The implementation of monetary policies is done by central banks. The policies are implemented through the following tools:

  • Open market operations. The operation is when the central bank buys or sells securities from private banks. The operation aims at adding money to the banks or holding money from the banks. When it sells securities, it holds money from the bank and the banks have no money for lending. This change the money supply in the economy.
  • Change reserve requirement. This is a central bank requirement that all commercial banks should have a set minimum amount of money reserved for them. An increase or decrease of this minimum amount changes the money supply in the economy. Increasing the amount reduces the banks' amount and banks have less to lend, while a decrease of the minimum amount increases the amount the bank can lend.
  • Interest rates adjustments. The central bank adjusts interest rates through changing discount rates. The discount rate is the borrowing rates that central bank extends to its members or commercial banks. An increase in discount rates increases lending interest rates.

2)

Open Market Operations(OMO's) are activities within the Fed, overseen by the Federal Open Market Committee with a purpose to maintain inflation and influence economic growth.

Open Market Operation works through the buying and selling of government treasury securities among financial institutions within the Fed to control the aggregate money supply.

The buying of government securities increases the money supply in banking systems and within an economy, which eventually impacts on having low-interest rates of borrowing. These activities result in expansionary monetary policies.
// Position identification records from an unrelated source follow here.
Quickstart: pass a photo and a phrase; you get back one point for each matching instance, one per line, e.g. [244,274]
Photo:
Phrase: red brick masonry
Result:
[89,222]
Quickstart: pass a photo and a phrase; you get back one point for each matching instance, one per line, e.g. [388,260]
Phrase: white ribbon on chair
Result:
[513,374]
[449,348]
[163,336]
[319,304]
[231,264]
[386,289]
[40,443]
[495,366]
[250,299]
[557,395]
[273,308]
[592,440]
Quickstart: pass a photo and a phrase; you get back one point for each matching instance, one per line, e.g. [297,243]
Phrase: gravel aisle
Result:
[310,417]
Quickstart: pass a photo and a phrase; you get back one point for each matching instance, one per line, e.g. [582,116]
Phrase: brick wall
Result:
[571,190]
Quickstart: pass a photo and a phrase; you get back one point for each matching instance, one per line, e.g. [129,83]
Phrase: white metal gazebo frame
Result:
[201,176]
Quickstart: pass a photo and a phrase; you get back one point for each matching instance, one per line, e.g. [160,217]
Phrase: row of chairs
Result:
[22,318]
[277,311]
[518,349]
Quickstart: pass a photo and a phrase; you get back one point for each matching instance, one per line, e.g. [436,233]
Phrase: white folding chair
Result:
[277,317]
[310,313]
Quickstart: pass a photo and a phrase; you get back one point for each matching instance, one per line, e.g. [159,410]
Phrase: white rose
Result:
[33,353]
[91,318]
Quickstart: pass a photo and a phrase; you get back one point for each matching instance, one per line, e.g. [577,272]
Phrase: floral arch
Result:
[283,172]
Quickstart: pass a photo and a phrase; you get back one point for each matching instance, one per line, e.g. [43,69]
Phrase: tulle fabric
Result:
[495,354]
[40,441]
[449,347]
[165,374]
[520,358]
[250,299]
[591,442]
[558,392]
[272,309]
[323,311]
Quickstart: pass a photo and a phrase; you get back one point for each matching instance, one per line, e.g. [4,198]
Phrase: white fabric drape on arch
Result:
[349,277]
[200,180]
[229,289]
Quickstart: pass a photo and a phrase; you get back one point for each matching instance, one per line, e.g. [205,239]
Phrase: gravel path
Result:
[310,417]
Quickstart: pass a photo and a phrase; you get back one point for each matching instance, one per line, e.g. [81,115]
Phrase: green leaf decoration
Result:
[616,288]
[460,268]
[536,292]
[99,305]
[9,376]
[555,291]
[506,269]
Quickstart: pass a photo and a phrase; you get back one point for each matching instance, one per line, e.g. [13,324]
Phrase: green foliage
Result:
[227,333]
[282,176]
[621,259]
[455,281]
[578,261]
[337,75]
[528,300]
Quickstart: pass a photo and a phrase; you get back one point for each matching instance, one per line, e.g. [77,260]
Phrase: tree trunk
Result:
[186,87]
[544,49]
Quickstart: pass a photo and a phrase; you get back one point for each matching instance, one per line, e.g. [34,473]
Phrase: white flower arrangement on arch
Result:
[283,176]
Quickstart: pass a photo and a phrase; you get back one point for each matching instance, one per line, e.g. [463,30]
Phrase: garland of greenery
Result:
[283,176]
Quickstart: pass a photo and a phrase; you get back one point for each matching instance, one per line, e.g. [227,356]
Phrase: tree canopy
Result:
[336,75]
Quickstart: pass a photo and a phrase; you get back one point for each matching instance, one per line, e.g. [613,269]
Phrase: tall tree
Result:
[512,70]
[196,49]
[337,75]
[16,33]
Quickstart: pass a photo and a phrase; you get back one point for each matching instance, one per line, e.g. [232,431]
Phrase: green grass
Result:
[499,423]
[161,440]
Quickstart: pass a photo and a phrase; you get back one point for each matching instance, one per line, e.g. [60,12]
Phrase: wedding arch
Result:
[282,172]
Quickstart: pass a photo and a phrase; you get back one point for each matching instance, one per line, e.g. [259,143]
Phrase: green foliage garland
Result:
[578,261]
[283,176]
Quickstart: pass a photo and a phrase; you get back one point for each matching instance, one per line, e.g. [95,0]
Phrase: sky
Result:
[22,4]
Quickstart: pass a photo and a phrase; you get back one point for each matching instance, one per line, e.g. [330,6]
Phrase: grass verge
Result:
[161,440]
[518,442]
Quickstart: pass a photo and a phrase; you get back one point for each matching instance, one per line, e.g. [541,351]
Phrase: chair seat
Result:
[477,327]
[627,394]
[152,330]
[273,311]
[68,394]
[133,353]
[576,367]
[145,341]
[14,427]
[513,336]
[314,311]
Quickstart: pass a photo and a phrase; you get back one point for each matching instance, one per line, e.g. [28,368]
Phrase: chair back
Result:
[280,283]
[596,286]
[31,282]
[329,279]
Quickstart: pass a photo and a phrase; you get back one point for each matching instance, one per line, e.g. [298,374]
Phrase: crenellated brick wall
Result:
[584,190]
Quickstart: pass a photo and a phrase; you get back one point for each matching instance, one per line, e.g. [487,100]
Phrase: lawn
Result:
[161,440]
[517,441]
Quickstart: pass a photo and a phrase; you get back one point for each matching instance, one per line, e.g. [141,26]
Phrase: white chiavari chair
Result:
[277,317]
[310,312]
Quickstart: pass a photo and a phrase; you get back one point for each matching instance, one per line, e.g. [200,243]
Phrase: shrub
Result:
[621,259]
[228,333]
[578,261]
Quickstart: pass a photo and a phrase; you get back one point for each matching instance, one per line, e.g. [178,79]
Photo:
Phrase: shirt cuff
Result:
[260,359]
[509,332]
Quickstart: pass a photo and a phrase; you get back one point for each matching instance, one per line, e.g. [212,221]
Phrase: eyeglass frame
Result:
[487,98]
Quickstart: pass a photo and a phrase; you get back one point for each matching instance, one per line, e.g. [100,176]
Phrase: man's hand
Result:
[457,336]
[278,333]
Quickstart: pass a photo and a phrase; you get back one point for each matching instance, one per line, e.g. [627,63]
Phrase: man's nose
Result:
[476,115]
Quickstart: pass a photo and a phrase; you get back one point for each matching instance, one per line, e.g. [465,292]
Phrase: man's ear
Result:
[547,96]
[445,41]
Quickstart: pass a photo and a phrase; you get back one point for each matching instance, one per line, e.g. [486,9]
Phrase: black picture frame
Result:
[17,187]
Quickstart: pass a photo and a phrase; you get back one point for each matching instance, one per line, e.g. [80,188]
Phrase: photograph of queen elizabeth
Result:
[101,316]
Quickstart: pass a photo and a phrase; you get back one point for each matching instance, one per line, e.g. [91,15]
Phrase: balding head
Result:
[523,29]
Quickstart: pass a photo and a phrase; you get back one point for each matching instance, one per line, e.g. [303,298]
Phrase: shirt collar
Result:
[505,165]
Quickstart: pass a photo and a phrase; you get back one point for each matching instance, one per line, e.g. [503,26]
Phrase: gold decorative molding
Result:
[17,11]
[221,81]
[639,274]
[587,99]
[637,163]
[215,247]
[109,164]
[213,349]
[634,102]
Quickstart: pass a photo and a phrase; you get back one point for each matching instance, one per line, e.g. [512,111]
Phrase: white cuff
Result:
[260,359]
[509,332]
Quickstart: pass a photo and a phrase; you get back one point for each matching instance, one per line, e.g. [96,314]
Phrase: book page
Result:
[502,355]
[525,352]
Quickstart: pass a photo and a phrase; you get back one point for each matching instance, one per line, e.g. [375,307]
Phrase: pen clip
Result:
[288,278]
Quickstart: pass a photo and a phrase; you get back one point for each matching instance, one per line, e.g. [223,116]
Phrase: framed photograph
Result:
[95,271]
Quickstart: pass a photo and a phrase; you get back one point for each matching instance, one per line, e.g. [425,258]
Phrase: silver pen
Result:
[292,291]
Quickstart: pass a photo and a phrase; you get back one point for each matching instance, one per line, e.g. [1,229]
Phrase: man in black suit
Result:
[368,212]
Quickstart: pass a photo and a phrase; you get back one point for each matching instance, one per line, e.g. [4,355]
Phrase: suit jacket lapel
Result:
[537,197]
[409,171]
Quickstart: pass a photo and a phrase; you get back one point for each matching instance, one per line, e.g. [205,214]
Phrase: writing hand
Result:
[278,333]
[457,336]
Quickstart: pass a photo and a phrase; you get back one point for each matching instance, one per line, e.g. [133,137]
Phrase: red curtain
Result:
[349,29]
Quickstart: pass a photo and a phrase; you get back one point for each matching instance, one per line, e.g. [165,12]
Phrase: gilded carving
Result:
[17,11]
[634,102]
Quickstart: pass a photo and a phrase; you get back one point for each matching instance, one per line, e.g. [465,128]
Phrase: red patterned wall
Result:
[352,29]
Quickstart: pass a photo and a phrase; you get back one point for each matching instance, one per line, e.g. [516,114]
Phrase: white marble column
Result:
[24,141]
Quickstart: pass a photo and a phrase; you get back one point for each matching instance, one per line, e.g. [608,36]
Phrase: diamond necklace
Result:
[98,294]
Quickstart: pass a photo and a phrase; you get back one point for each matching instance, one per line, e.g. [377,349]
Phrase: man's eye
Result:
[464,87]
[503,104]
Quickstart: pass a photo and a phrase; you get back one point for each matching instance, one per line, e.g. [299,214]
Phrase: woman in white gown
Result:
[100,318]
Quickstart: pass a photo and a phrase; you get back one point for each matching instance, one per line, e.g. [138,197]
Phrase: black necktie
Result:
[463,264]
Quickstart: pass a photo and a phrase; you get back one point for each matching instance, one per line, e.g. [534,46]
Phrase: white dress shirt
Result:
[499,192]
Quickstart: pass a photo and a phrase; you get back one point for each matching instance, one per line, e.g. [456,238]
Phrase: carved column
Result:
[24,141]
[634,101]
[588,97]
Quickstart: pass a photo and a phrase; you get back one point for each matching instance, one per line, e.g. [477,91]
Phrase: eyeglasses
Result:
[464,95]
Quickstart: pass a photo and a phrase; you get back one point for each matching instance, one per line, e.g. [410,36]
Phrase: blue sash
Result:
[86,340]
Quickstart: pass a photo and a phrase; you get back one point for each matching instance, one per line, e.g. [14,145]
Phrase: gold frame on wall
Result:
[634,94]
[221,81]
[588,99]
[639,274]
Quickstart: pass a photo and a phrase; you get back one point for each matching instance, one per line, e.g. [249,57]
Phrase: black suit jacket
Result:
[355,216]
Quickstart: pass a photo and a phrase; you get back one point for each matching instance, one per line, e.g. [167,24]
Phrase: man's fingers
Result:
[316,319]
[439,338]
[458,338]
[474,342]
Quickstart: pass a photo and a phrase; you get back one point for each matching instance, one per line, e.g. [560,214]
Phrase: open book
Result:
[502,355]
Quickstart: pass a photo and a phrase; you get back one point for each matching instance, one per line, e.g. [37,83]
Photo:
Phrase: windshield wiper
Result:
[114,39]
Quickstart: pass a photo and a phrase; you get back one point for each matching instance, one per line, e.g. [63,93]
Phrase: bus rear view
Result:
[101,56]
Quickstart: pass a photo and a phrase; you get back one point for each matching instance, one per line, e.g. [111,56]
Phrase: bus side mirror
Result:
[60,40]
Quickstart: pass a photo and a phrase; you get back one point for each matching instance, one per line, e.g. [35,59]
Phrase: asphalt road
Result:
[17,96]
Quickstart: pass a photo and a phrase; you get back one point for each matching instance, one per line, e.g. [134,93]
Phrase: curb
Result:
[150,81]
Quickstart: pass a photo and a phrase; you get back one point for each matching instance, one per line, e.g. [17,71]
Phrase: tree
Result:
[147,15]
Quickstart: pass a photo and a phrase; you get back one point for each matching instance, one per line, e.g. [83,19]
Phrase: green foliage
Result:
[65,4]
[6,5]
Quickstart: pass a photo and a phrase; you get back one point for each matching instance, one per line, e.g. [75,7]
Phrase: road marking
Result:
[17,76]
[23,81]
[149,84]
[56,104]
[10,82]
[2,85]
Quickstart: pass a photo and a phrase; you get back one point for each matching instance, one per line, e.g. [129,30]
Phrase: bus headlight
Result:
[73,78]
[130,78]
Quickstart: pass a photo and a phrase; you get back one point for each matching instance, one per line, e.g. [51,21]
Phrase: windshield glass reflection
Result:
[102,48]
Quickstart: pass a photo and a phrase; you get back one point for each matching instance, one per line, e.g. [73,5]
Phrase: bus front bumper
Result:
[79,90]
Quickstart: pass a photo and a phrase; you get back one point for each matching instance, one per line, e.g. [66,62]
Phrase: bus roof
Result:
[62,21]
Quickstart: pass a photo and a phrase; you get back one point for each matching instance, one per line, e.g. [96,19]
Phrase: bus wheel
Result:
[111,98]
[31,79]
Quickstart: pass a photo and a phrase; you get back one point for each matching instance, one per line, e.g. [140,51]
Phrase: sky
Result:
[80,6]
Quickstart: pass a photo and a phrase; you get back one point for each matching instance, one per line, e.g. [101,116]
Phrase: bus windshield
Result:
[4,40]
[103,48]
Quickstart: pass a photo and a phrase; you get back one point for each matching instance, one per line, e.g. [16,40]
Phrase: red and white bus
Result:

The selling of government securities among the Fed member banks reduces the aggregate money supply in both banks and economy. Thus, these influences high-interest loan rates resulting in contractionary monetary policies.

3)

Revenue is the money that the government takes in, mainly from taxation.

 

Deficit is the year to year difference in what the government spends and the revenue the government makes.

 

Debt is the accumulation of yearly deficits and surpluses over time.

 

Any act of the government to increase or decrease spending or taxation will affect revenue, deficit, and debt. For example, if the government decides to cut taxes, revenues will decrease, the deficit will increase, and the debt will increase holding all else constant.